All of this cocktail talk has made me hungry for some of those fantastic little nibbles that are served with them. I love dips and spreads and boiled shrimp but what I really love to pair with cocktails, especially wine, is cheese straws. I’m not talking about puff pastry sprinkled with cheese then baked. No sir, in my book that’s a cheater’s cheese straw. I’m talking about cheesy little crispy bites that are tangy and buttery and addictive. Here’s my favorite recipe. Don’t worry if you don’t have a cookie press or pastry bag. You can roll the dough into a log, chill it until it is firm, then slice it in 1/4” slices before baking up little cheese crackers on a non-stick baking sheet.



Ultimate Cheese Straws

1 stick (113g) butter, melted
8 ounces (250g) medium cheddar cheese, room temperature, grated
1 cup (110g) all-purpose flour
1/2 teaspoon dry mustard
1/2 teaspoon granulated garlic
1/2 teaspoon onion powder
1/4 teaspoon cayenne pepper
1/2 – 1 teaspoon salt

Preheat oven to 350 degrees, 180C.

In the bowl of a food processor, combine all of the ingredients; process until the contents are combined and form a ball in the processor bowl. Transfer dough to a pastry bag or cookie press fitted with a large star tip; pipe dough into 2” long straws on a non-stick cookie sheet.
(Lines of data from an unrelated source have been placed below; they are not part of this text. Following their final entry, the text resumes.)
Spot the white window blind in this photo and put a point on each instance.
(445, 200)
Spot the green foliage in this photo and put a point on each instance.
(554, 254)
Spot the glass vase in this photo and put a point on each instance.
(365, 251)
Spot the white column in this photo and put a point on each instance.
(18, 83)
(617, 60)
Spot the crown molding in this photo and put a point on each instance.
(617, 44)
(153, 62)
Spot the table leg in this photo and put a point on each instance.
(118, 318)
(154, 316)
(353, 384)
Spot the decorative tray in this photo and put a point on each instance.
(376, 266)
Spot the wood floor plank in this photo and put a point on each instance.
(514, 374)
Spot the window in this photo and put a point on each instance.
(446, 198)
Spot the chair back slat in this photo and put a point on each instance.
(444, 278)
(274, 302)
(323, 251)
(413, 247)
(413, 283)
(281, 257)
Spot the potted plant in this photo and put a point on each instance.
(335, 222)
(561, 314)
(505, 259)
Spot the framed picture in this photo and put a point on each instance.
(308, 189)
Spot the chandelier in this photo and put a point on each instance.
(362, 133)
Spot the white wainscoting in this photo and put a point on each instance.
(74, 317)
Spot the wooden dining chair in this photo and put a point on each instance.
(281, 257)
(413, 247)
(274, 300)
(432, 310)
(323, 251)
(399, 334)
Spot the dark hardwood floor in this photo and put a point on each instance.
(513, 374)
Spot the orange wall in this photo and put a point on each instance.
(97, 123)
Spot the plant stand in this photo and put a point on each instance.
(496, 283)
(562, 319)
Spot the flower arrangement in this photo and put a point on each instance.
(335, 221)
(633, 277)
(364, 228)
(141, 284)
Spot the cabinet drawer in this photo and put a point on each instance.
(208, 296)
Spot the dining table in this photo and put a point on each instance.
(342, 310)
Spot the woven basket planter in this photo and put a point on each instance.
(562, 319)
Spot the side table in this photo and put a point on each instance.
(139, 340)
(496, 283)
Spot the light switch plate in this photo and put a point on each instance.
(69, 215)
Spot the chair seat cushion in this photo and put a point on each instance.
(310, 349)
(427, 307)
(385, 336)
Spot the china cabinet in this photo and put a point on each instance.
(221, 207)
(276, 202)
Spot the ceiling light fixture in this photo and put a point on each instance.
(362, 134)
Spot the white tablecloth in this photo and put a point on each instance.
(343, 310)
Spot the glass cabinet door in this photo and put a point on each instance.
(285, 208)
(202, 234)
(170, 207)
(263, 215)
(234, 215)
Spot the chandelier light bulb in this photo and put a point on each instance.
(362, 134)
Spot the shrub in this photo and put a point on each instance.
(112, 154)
Place in the preheated oven and bake for approximately 20-30 minutes or until they are brown around the edges and crispy; cool and serve.

Makes approximately 70 straws.

If Kraft Old English cheese in the small 5 ounce jar is available in your area, try the following recipe:

1 stick butter, softened to room temperature
1 5 ounce jar Kraft Old English cheese spread
1 cup all-purpose flour
1/2 teaspoon granulated garlic
1/2 teaspoon onion powder
1/4 teaspoon cayenne pepper
1/2 -1 teaspoon salt

Preheat oven to 350 degrees.

Place all of the ingredients in a medium size bowl. Mix well with a spoon or process 30 seconds or so in a food processor or until dough forms a ball. Transfer to a cookie press or pastry bag that has been fitted with a large star tip. Pipe dough onto a non-stick cookie sheet in 2” straws. Place into the preheated oven and bake for 20 – 30 minutes or until edges are brown and straws are crispy.

Makes about 60 straws.

Feel free to customize this recipe to suit your own taste. In the past I've added Parmesan cheese, bacon bits, finely chopped sun dried tomatoes and herbs to the dough with great results.